A proof of concept is a technical exercise most sales engineers will be involved with at one time or another to help identify the specific performance, security, and other factors such as usability that the customer is trying to establish will work for their use cases.
A POC is essentially a realization of a certain method or idea to demonstrate a solutions feasibility. It’s a demonstration process in principle that is usually a “visual” process for the customer to establish that the solution could work. This section contains my best practices with POCs.
First, when I am performing a proof of concept, the critical thing I do is to discuss with the sales team that the customer has been vetted and has a procurement viability. (Has the customer been vetted financially?)
As a best practice, your organization’s account executives (AEs) should be vetting the proper leads and then following up with appropriate stakeholders to ensure that a POC is a valid and proper exercise for both the customer and the sales organization.
From my experience, it’s a wise decision to question the AE about customer validation to ensure that a POC is in the company’s best interest from technical and business perspectives. It’s one thing to perform a packaged 30-minute demo remotely, but it’s a totally different situation to spend a weekend setting up for a specific use case and two days on-site.
You as an engineer are fully responsible for your time and should want to ensure you’re not “fishing in a dead lake.” . Ensure that all the components, software and even customer knowledge all goes together.




Second, I request the customer and the sales team work directly with me to establish clear “success criteria” for the POC. This can be done via a conference call, for example, before going on-site. The POC must be clearly defined for you as an engineer; you must be able to state the goals and the desired results that are the success criteria.
You can get in your car and drive aimlessly, or you can get in your car and have a destination. It’s your choice to control the POC you’re running, and I suggest you’re clearly identified as the driver.
Lastly, I like to confirm with the sales executive that they have commitment from the customer that if we deliver on the success criteria, we will win the procurement. If the expectation is not set correctly with the customer, then it shows the sales team is weak, and you as an engineer may very well be involved in another exercise in futility.
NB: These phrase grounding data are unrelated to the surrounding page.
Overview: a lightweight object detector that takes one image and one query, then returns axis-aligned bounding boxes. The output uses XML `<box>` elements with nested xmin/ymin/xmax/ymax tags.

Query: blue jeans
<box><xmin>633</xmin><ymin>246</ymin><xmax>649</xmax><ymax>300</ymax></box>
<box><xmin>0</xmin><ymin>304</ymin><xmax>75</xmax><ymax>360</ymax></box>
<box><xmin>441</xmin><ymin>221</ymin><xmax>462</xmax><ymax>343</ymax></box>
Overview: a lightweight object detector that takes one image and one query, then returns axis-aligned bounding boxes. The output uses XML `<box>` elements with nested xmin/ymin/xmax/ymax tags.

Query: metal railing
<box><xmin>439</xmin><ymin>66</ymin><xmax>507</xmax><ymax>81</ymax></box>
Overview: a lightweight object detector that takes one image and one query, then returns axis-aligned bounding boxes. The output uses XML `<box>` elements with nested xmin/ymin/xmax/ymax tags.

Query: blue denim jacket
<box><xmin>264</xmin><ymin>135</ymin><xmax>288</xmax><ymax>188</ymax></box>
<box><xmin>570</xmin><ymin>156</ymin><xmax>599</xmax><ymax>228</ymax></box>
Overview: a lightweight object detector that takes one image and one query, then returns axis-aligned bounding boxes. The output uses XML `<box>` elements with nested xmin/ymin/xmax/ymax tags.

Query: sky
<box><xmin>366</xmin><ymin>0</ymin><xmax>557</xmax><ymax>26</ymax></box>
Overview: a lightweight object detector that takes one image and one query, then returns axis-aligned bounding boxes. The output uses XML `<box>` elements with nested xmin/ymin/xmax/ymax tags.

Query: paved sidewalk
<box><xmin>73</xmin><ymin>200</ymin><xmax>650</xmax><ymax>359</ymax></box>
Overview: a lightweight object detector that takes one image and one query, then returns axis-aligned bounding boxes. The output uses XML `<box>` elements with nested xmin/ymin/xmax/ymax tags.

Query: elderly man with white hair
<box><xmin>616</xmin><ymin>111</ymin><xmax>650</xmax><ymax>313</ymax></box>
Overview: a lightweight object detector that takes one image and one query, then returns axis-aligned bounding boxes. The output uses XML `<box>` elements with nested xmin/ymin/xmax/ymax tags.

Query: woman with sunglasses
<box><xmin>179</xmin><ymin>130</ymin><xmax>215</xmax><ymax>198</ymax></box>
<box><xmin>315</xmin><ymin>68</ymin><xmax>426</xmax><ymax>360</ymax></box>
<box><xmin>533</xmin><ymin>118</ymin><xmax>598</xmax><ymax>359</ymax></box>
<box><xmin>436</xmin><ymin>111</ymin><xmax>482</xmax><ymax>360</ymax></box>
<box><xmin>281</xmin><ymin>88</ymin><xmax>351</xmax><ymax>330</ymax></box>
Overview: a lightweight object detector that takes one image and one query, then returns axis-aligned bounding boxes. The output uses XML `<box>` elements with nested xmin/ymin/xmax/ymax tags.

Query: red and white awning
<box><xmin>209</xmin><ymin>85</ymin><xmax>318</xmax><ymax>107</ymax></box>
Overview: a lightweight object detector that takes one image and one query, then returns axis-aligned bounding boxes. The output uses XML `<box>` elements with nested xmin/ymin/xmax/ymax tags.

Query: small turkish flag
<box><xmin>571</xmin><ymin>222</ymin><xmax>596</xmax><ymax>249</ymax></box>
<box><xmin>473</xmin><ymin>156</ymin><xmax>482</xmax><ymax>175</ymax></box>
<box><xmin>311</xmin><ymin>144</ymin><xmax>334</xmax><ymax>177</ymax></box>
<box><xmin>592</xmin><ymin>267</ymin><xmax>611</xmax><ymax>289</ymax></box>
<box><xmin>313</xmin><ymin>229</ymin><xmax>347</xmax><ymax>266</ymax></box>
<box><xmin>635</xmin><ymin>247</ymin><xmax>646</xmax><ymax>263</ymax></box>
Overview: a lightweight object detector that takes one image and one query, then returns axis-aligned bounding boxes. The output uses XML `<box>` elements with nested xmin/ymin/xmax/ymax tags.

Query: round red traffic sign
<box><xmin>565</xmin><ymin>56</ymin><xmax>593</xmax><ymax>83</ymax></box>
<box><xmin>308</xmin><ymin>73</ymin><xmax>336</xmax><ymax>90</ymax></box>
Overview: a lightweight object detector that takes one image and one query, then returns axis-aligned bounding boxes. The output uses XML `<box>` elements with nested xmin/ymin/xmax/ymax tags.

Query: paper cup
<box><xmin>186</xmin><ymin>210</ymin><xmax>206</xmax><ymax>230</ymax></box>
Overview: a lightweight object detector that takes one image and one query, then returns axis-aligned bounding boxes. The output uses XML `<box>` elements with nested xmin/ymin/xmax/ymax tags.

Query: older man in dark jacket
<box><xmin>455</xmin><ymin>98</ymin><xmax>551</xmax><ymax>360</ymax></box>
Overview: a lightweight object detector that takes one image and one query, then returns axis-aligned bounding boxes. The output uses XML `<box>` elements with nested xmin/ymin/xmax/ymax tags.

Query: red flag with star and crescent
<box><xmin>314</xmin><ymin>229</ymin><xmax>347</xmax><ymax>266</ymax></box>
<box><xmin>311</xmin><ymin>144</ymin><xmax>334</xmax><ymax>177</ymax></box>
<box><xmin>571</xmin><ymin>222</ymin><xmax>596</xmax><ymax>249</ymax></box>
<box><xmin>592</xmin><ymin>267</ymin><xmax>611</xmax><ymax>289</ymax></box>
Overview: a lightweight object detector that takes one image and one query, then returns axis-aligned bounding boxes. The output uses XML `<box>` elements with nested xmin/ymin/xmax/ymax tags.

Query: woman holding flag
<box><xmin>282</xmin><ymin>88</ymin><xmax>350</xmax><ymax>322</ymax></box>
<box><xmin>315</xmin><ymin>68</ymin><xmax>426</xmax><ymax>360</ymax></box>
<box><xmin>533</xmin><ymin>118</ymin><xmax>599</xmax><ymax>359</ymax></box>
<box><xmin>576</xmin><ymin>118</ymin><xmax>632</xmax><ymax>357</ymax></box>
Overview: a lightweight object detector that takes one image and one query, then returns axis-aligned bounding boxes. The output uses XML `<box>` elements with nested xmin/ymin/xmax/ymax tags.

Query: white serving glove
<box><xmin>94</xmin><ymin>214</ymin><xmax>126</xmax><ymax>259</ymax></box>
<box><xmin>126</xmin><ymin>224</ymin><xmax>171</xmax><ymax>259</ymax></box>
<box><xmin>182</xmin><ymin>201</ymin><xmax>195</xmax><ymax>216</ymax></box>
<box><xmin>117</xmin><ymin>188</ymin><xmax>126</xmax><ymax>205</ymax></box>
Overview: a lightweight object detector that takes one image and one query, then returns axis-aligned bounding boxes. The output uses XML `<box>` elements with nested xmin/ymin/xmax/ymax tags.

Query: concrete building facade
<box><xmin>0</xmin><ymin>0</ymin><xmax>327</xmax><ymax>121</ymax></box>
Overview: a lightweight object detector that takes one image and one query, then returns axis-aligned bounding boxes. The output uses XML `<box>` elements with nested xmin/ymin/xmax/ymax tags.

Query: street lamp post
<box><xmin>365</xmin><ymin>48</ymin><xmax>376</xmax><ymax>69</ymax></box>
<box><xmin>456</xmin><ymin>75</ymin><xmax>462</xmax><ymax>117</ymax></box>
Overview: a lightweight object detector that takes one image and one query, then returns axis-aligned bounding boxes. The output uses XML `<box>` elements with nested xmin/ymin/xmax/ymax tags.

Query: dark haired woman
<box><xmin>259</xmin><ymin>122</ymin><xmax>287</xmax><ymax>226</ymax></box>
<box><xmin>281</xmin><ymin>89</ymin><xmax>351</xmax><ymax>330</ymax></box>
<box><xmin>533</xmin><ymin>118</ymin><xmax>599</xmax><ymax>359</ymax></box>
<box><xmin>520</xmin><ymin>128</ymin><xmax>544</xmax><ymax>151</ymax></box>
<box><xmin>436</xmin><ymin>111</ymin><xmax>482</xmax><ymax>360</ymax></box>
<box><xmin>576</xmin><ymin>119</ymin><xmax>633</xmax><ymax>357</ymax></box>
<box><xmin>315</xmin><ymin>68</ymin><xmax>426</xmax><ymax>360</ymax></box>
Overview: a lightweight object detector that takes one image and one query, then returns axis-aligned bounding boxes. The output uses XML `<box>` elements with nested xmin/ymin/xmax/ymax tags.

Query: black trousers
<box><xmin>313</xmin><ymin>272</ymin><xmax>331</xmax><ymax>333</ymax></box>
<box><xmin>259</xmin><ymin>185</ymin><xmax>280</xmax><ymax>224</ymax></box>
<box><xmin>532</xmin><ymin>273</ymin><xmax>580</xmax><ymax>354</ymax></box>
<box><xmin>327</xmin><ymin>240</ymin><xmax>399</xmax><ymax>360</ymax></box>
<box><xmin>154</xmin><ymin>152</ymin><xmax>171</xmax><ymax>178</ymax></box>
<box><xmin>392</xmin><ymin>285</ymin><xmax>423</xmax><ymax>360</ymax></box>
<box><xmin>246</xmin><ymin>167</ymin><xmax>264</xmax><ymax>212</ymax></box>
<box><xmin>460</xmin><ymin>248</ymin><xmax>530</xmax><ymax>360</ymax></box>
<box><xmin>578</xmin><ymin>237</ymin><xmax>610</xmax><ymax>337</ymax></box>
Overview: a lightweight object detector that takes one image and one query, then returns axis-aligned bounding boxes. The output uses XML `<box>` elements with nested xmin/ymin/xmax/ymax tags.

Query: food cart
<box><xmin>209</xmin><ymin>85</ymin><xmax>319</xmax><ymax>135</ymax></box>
Generally, you are being asked to perform a POC for a reason. Some of the common reasons to perform a POC are the following:
- To show the customer the functionality of the solution as well as how the solution solves their pain points
- To remove some of the risk of the solutions procurement for your customer
- To leverage the procurement process and establish trust with the potential stakeholders
Enterprise blockchains have different use cases, limitations, and features that as an engineer you need to be aware of. When considering a blockchain POC, it’s important to identify the blockchain architecture as well as the application stack. The application stack is where the complexity can come in. The complexity could involve integration of the end-user applications, commercial APIs, decentralized and open source applications, or even compliance implementations.
For example, Hyperledger Fabric is based on a three-tiered architecture. The tiers of Hyperledger Fabric are the blockchain network, chaincode, and client application. When performing a POC, your role as a sales engineer may very well be to install chaincode. Chaincode can be written in one of three development languages: Go (Golang), Java, and Node.js.